The court identified three major failings within the company: insufficient onboarding mechanisms, weak compliance procedures, and inadequate staff training. These factors created a scenario where retail users could bypass necessary tests and documentation, leading to mislabeling as wholesale investors. One notable lapse was in the “sophisticated investor” check, which allowed clients unlimited attempts on an eligibility quiz and lacked proper review of supporting materials.
This regulatory breach highlighted a significant vulnerability for retail crypto traders in Australia, drawing the attention of market watchdogs and industry observers globally. The total financial harm to impacted clients, combining fees and trading losses, exceeded A$12 million.

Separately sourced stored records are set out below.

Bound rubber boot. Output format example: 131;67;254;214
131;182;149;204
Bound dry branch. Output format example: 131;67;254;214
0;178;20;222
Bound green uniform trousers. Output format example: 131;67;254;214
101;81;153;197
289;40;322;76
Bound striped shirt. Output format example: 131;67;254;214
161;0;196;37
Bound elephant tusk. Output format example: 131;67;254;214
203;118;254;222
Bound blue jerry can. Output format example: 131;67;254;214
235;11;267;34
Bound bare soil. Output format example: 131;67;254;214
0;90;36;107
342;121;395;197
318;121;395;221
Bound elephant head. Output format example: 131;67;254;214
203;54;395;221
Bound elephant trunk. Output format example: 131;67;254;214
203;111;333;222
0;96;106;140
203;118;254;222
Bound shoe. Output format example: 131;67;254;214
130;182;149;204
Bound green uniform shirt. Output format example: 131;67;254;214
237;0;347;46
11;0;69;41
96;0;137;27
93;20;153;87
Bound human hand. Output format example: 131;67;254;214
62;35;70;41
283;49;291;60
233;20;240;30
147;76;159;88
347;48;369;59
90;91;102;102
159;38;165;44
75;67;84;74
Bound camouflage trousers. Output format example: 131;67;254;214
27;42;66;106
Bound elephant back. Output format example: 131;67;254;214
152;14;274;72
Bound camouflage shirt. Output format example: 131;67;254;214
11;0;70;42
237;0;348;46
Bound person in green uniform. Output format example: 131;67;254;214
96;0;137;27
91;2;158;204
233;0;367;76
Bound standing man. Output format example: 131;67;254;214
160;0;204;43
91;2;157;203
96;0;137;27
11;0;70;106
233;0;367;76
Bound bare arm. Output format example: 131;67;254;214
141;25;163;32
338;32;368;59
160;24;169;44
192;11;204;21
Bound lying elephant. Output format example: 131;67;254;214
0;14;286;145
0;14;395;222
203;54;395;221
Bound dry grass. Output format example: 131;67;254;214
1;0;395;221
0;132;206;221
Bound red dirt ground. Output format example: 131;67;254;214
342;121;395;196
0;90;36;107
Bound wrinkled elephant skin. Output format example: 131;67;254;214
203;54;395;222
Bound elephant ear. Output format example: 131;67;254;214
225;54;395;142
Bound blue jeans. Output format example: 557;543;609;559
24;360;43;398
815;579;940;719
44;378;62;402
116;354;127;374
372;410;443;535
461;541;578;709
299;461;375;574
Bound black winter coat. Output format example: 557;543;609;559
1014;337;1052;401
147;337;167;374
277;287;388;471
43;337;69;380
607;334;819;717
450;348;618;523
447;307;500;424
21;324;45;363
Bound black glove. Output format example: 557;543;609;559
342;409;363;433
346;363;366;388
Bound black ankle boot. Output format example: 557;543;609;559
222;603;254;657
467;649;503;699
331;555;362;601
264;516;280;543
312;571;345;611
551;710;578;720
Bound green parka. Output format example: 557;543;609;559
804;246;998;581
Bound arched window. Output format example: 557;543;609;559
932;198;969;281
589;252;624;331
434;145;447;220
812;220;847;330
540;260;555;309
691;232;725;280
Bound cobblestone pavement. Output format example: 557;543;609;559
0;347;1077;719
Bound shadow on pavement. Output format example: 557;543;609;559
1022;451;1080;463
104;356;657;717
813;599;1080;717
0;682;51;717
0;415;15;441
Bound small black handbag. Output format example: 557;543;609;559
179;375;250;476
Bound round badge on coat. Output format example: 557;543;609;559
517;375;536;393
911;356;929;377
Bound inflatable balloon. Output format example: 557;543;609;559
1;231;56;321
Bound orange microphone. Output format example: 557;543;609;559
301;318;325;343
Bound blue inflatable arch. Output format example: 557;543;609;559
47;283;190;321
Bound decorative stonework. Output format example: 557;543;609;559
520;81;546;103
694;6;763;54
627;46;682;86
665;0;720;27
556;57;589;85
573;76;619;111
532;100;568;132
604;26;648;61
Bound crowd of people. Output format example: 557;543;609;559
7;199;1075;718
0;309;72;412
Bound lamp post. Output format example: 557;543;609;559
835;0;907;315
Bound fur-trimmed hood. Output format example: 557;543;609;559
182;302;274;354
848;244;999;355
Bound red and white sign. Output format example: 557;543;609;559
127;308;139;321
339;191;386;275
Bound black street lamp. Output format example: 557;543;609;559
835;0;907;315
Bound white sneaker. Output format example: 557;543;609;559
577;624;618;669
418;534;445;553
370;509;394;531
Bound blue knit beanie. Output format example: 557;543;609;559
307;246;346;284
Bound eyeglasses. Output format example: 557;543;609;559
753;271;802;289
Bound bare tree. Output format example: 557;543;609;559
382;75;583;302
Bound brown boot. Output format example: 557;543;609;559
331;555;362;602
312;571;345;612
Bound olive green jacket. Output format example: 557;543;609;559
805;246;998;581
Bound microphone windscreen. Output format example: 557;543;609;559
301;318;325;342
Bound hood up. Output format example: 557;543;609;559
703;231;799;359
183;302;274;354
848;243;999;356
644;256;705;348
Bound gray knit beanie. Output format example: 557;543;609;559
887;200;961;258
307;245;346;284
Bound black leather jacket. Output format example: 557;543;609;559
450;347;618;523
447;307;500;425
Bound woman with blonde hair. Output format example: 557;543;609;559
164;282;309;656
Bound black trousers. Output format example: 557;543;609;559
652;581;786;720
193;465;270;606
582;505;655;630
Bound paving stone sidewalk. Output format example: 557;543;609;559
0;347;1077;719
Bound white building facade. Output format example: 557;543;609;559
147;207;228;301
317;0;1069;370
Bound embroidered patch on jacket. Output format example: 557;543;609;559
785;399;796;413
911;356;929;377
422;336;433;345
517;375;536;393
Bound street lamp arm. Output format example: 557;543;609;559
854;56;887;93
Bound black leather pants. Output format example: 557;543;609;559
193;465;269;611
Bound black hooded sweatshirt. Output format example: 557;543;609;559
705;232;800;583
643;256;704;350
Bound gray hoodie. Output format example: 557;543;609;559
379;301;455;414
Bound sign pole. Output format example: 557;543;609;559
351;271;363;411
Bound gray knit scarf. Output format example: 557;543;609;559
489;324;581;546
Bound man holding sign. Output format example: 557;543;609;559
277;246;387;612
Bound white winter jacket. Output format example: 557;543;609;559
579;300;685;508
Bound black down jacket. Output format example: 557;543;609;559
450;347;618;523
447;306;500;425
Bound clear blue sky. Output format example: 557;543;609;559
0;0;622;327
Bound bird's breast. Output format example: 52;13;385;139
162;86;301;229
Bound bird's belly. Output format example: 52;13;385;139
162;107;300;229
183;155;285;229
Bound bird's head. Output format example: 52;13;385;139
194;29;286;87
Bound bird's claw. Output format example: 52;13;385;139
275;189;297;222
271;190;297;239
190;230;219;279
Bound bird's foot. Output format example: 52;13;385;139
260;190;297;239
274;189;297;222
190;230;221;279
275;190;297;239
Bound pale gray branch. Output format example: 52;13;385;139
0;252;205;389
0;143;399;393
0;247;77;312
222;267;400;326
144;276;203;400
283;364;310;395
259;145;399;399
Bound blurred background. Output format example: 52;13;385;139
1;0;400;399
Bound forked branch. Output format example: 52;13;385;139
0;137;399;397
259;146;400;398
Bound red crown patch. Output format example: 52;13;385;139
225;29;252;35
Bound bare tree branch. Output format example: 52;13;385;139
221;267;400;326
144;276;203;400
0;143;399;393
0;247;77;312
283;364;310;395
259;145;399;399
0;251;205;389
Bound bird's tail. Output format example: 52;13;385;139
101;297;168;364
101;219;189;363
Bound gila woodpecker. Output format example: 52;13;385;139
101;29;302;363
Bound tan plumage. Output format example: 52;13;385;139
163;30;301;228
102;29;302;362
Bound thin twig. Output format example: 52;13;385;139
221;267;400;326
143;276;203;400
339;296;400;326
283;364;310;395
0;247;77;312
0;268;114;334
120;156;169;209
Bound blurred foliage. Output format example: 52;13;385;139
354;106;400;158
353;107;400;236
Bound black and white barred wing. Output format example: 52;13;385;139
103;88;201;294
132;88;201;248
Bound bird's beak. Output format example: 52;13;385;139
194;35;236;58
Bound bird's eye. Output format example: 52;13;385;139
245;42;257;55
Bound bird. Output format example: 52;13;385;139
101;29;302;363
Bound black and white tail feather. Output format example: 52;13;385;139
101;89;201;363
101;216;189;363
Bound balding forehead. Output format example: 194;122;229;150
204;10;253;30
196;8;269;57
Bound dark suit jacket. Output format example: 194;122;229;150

ASIC’s Response and Enforcement Trajectory
The Australian Securities and Investments Commission (ASIC) began investigating Binance Australia Derivatives in 2022 in response to concerns over the improper classification of clients. ASIC proceeded to revoke the platform’s Australian Financial Services Licence by April 2023, prompting Oztures Trading to discontinue all derivatives trading services and voluntarily surrender its local licence.
Even before the Federal Court’s decision, Binance had initiated remediation. The company, under ASIC oversight, paid out approximately A$13.1 million in compensation to affected retail clients in 2023. As part of the settlement process, Binance also agreed to cover ASIC’s legal expenses.
ASIC Chair Joe Longo described the failings not just as technical breaches but as misconduct that led directly to significant client losses.
This wasn’t just a technical breach — it directly resulted in over A$12 million in client losses.
He emphasized that the case should act as a signal to international crypto platforms operating in Australia’s regulated environment.
A spokesperson from Binance commented that the issue was identified internally, reported to ASIC, and fully resolved in 2023.
The issue was self-identified, reported to ASIC, and fully remediated in 2023, with approximately A$13 million compensated to affected users. Oztures ceased its derivatives business and voluntarily gave back its AFSL in 2023.
The matter follows several years of heightened regulatory focus on Binance worldwide. Notably, Binance’s co-founder Changpeng Zhao stepped down as CEO in late 2023 after pleading guilty to violations of anti-money laundering regulations. He later received a presidential pardon from U.S. President Donald Trump after completing a four-month prison sentence.